# refurbished 5d III, what do you think?



## zg08 (Mar 5, 2013)

what do you think about getting a refurbished 5D-3? Is it worth it? 

Not sure what warranty it would have, but assuming a year - do you think it's worth the risk?

why are some cameras "refurbished"? something was broken when a customer received it? or was it merely a return to the store for no reason?

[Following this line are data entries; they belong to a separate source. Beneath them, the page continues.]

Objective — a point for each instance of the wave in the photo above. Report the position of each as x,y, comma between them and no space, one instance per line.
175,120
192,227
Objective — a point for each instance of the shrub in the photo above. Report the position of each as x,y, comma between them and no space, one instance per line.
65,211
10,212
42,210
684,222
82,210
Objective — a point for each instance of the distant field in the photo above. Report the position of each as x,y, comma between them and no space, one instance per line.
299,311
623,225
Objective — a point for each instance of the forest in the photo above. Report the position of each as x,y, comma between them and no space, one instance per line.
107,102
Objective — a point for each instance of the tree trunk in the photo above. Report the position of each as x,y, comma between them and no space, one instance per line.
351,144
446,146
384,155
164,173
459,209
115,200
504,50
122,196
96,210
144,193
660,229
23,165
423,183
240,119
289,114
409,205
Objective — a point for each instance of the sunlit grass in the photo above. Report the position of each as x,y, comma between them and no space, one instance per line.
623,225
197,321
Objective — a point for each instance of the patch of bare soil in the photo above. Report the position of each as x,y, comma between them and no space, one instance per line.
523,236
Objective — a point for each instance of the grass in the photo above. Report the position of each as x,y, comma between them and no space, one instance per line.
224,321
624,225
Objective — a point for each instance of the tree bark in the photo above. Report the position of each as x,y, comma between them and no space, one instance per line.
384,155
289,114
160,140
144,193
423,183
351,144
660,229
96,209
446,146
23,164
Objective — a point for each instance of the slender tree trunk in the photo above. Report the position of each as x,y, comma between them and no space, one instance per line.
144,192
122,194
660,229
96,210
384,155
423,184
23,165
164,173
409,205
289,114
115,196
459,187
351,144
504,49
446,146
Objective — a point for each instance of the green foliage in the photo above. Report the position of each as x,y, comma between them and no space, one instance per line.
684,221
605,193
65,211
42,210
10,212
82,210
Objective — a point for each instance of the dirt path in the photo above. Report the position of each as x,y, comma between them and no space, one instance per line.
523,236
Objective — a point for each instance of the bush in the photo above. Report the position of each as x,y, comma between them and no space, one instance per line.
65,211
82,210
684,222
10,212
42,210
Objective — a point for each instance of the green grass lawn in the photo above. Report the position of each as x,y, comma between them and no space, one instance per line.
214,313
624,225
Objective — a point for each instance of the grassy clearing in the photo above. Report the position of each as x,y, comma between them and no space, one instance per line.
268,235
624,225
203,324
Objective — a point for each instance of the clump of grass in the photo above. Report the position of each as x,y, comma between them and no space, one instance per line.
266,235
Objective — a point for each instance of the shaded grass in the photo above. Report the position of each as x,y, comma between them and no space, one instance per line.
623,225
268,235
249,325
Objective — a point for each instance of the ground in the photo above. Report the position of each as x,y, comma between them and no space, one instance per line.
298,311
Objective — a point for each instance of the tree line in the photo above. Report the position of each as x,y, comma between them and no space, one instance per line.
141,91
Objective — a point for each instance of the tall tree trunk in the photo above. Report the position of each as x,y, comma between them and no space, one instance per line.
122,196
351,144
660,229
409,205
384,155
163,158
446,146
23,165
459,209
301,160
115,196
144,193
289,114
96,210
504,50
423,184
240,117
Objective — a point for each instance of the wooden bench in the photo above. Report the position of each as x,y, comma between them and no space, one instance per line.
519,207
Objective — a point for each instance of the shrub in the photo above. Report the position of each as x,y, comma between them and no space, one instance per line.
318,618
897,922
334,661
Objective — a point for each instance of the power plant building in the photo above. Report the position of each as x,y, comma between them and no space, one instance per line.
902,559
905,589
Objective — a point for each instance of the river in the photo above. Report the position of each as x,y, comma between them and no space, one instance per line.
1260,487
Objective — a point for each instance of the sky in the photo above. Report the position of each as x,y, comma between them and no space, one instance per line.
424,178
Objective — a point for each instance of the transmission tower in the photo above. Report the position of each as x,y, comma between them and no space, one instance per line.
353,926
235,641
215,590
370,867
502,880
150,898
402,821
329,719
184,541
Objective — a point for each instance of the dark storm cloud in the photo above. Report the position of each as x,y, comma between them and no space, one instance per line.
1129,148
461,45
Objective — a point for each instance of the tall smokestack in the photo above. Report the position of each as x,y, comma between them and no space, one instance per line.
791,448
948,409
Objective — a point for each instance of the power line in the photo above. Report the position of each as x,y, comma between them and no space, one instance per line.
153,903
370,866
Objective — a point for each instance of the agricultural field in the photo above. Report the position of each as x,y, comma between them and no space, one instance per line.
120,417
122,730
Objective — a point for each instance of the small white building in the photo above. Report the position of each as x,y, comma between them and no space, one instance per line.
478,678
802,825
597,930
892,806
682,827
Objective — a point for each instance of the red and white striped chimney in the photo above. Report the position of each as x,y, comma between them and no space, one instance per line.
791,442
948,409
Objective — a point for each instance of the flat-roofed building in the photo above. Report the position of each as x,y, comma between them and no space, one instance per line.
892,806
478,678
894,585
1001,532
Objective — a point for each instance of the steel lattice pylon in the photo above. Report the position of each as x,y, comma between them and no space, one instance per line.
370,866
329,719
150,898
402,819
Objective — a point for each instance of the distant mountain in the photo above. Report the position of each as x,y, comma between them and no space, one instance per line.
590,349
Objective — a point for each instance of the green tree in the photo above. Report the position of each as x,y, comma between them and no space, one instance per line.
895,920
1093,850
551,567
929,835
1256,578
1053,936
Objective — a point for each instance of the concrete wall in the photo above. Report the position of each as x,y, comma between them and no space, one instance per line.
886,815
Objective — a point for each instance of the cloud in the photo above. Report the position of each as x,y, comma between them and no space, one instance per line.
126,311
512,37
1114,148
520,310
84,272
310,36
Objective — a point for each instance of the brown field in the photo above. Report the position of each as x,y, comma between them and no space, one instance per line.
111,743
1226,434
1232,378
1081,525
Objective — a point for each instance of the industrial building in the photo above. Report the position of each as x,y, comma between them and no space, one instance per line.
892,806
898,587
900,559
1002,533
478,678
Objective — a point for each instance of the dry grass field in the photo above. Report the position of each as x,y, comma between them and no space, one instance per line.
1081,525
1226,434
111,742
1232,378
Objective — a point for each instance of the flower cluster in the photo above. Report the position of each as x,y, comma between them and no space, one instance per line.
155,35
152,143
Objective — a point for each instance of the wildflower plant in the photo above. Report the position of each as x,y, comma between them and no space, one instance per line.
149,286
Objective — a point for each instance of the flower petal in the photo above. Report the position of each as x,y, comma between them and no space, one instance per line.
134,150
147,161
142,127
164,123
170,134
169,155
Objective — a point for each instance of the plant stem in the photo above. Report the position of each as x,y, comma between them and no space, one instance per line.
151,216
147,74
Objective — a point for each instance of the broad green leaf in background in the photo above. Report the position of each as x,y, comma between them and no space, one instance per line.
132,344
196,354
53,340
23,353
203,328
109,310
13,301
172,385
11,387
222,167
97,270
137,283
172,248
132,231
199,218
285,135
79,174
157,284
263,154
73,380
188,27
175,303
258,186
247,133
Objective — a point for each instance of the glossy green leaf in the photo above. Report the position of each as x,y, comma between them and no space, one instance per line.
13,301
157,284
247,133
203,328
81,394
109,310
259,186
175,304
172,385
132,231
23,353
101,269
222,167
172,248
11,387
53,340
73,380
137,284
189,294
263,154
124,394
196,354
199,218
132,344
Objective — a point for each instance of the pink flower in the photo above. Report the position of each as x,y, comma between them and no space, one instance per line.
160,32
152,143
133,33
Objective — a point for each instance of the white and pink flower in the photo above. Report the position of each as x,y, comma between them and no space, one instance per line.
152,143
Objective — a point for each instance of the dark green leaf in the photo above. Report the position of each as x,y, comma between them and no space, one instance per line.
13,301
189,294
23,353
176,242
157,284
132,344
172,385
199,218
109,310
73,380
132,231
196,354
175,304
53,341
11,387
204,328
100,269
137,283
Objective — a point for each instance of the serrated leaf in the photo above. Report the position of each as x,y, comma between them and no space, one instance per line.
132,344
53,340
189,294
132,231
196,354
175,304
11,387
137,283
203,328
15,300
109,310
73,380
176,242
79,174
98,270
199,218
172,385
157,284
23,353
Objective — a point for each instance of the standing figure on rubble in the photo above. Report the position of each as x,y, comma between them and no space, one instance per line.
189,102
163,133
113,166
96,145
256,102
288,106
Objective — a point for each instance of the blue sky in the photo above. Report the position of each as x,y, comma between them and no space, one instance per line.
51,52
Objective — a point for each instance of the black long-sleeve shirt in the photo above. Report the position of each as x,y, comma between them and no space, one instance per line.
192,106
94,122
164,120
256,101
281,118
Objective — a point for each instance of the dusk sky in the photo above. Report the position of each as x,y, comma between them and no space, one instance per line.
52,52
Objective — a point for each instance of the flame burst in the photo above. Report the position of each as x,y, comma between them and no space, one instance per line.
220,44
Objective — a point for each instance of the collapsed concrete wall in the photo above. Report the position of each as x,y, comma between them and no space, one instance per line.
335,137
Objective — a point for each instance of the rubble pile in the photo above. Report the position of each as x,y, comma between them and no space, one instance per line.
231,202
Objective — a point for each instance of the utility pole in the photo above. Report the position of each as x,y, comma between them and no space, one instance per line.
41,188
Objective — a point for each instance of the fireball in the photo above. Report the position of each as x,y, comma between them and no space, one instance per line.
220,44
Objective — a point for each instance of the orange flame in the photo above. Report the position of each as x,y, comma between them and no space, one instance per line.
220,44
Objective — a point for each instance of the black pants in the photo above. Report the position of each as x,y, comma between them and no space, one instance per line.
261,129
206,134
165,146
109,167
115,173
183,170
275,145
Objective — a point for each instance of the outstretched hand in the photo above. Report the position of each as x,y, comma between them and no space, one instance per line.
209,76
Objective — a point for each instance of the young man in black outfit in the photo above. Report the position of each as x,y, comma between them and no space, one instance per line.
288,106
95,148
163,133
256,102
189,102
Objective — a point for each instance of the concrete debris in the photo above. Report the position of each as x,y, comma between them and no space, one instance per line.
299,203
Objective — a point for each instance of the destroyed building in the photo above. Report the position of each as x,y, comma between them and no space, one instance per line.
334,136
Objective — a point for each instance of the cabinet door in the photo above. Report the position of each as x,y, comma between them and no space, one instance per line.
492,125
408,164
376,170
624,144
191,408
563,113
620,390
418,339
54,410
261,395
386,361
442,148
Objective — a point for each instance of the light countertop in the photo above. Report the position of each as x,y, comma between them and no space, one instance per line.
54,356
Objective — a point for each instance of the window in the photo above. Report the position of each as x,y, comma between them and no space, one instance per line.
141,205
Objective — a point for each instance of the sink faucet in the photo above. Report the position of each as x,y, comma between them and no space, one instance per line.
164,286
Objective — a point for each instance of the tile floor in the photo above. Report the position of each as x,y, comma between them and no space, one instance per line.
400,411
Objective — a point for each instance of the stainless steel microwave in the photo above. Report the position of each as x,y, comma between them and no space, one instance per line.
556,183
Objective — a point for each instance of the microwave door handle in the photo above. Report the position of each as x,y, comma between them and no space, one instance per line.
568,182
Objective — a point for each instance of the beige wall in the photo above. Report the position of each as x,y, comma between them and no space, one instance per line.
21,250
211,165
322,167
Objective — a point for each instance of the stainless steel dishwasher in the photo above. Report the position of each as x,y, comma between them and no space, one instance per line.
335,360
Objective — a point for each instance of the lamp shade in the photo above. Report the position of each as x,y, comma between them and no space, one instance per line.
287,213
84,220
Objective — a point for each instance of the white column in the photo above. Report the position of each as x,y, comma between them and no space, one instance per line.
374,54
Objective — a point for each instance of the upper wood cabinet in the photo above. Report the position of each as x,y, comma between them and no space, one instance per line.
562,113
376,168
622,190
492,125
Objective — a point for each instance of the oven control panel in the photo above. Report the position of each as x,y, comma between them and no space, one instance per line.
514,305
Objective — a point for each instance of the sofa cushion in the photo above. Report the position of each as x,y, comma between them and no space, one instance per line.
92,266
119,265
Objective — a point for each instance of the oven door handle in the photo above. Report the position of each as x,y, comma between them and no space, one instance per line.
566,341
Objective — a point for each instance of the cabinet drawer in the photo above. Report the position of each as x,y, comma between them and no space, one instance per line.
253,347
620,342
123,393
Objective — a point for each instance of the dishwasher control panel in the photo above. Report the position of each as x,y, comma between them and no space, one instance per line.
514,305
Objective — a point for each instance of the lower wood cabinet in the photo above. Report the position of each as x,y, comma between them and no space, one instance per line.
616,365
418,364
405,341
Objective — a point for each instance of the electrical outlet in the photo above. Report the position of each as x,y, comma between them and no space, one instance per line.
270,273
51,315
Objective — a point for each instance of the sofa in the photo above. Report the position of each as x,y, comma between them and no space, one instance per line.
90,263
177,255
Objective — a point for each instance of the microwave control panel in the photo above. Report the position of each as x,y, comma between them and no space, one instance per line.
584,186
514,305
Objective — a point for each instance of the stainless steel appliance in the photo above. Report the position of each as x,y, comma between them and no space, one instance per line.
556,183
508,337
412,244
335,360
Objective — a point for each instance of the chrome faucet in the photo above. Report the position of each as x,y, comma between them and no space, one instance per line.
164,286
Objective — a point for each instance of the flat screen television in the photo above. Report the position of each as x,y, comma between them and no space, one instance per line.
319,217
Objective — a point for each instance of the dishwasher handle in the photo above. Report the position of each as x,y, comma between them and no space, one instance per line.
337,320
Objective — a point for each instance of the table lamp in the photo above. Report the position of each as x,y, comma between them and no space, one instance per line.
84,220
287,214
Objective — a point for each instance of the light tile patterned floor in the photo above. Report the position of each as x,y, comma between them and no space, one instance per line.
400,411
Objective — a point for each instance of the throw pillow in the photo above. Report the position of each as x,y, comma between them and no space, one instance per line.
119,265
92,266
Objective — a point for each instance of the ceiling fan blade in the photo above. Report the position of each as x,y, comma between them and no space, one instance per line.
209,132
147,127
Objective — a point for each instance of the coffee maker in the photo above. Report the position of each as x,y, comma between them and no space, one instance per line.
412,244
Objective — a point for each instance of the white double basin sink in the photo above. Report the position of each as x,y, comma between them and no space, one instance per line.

this is what I'm debating over:
http://shop.usa.canon.com/webapp/wcs/stores/servlet/product_10051_10051_309850_


geez, i can't even call them to ask about warranty. need to be in the US to call. arghhh... i wonder if they'd accept a canadian CC to ship it to a US address....


----------



## wickidwombat (Mar 5, 2013)

warranty is only 3 months on those AFAIK


----------



## zg08 (Mar 5, 2013)

wickidwombat said:


> warranty is only 3 months on those AFAIK



thanks...

probably not worth it. 3 months is not that much.


----------



## RLPhoto (Mar 5, 2013)

I bought my 7D refurb and it was perfect, no issues. I got in 2010 for 1050$, which was a steal at the time. Glad I did it.


----------



## zg08 (Mar 5, 2013)

what does "refurb" means?

i know that for instance in vacuum cleaners if a customer returned one to the stor,e they would replace the filters and sell it at a deep discount...so buying refurb would be a good deal in that case.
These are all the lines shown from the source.